Who am I? I’ve got lights. Ten wide tires. No A.C., not me.
I’ve got doubles: steering wheels, gas pedals, brakes. I am totally dual-op.
Know what I do at night while you’re asleep?
This book is just plain fun to read. The garbage truck explains what it has: hopper, pistons, crusher blade, and the like. It describes what it does: “Eat your trash, that’s what” in great detail with excellent sounds and actions. It gives its recipe for alphabet soup, garbage style. This garbage truck has some serious attitude.
It’s been several years since Kid#2 was small enough to listen to me read I Stink! I’d forgotten how much I liked it. It’s another book that I could easily read again and again.

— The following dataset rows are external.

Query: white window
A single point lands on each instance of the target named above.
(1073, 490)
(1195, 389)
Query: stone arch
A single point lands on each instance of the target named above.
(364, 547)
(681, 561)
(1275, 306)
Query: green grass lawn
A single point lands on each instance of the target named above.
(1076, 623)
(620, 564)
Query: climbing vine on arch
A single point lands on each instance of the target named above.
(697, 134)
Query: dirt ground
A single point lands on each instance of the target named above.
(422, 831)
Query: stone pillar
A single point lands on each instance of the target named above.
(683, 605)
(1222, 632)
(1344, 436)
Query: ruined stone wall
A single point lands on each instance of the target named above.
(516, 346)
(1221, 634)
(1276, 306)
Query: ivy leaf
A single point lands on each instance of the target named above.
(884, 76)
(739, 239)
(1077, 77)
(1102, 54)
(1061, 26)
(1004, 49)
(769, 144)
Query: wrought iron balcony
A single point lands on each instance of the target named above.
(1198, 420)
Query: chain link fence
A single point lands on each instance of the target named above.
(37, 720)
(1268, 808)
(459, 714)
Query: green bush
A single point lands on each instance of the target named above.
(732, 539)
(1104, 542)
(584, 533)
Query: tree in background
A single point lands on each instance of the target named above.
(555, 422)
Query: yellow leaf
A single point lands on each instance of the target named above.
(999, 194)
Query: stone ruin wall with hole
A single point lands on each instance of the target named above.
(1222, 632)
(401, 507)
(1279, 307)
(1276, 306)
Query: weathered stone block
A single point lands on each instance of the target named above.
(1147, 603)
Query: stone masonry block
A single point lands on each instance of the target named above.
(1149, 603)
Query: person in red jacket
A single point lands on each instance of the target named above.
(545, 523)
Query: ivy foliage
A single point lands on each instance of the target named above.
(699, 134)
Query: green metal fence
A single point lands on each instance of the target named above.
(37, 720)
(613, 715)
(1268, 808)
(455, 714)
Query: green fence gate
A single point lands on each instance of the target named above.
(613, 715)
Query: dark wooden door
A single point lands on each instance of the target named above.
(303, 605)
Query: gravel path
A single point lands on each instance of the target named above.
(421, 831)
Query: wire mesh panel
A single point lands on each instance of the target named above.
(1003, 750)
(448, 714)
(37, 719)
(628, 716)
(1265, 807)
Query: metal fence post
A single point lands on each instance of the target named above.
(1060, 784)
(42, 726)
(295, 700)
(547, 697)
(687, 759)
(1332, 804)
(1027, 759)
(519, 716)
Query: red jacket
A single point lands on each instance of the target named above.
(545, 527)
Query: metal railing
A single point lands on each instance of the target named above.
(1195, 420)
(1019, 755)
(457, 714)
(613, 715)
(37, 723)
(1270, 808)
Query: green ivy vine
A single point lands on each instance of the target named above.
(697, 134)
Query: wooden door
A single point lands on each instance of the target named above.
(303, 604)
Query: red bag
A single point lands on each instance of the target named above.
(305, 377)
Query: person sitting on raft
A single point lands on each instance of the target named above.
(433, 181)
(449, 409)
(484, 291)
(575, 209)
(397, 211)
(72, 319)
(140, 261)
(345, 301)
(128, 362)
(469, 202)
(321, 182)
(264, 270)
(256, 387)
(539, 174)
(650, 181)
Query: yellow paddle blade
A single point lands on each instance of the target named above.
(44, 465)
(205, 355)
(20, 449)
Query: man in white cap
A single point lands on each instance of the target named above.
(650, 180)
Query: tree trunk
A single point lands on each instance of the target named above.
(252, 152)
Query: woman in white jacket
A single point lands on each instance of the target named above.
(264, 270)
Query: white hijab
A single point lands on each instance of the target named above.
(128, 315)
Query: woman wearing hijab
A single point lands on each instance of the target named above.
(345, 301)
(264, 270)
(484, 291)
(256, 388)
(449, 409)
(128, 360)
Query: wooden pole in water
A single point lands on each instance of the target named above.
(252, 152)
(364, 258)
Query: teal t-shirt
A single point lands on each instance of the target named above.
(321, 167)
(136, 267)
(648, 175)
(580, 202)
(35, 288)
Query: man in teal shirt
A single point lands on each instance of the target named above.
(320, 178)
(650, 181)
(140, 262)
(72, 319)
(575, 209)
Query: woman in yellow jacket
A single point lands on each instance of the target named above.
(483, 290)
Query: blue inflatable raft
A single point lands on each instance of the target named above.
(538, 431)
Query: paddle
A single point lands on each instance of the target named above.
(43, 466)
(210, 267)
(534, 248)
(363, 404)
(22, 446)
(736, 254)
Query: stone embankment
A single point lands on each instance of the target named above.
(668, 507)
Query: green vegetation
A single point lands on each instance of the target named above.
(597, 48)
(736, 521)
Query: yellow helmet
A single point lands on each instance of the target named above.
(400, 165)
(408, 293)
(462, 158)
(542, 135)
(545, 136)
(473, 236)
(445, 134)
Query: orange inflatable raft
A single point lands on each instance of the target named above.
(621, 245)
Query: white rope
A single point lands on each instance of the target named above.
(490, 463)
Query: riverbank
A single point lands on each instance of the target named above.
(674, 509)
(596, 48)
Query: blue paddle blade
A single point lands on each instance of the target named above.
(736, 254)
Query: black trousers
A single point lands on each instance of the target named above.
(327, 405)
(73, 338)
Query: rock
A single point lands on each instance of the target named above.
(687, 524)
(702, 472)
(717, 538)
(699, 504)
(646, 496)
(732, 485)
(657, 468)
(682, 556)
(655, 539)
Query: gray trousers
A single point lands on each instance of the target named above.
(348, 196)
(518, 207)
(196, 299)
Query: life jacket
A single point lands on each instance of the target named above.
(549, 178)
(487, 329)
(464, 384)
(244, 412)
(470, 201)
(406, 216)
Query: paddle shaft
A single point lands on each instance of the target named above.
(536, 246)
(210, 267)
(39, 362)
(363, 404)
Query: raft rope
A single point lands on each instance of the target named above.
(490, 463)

What makes I Stink! so engaging? First, the short, staccato sentences keep the story fast-paced and action-packed. The voice of the garbage truck comes through as loud and clear as the sounds it makes. In addition, the language is lively, descriptive, and rhythmic. Onomatopoeia is sprinkled liberally throughout the text—squeal, roar, burp, beep, plop! The descriptions are definitely kid-friendly: “Gimme some gas. Rev me to the max. Engine? Roar!” Written another way—the driver gave it some gas and revved the engine—would not have the same zip. The alphabet soup recipe has brilliant gross-out charm—from apple cores to moldy meatballs to zipped-up ziti with zucchini. Plus what kid doesn’t love a stinky noisy garbage truck? It’s got universal appeal that nearly every child can recognize. I like that the text does not stop at trash collection, but also shows the truck dumping its load onto the trash barge and heading back to the garage after a busy night. Another awesome aspect of I Stink! are the illustrations. The garbage truck’s attitude is evident in its grinning grimacing face. These are no touchy-feely, tender drawings. They are bold and brash to match the text. The colors are both muted and bright—no pastels here! The varied fonts, text sizes, and appearance of the words on the page also enhance the story and the illustrations. The pictures do what pictures should: enhance and expand the story.
I Stink! belongs in the library of any child who loves the garbage truck. The colors, words, and overall style will especially appeal to kids who like active books about trucks. It’s a terrific read-aloud book that both kids and parents can appreciate for its exciting language and pictures.